Nennen Sie uns ihren Bedarf und schauen Sie sich unseren Katalog an.

 

 

 

Das blended-learning-Konzept des FiW

Innerhalb der letzten Jahre hat sich die Bildungslandschaft stark verändert. Die beschleunigte Dynamik der Arbeitsmärkte und wachsende Anforderungen an Qualifikationsprofile von Arbeitnehmern erfordern zunehmend fließende Übergänge zwischen Erstausbildung und Weiterbildung. Ebenso wächst die Bedeutung des selbstgesteuerten und selbstorganisierten Lernens im Rahmen des Konzeptes „Lebenslanges Lernen“. Der Bedarf an berufsbegleitenden Weiterbildungsangeboten wird folglich größer und gleichzeitig müssen diese Angebote so aufgebaut sein, dass sie neben dem Beruf durchführbar sind.
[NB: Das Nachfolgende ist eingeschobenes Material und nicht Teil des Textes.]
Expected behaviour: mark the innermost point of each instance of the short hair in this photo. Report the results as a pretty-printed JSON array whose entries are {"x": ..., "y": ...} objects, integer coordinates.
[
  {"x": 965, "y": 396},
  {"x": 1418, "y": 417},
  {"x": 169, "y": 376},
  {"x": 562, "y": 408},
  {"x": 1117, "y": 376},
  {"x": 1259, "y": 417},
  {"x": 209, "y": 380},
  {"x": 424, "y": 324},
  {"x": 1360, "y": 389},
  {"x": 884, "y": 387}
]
Darüber hinaus gewinnt im Zuge der stetigen Vernetzung der Bedarf an digitalen Lernformaten zunehmend an Bedeutung. Das klassische Schulbuch als Lernmedium wird immer mehr durch die Nutzung des Internets ersetzt. Aus diesem Grund ist e-learning ein wichtiger Bestandteil von heutigen Lehr- und Lernkonzepten und das FiW berücksichtigt diese Entwicklung in seinem blended-learning-Konzept.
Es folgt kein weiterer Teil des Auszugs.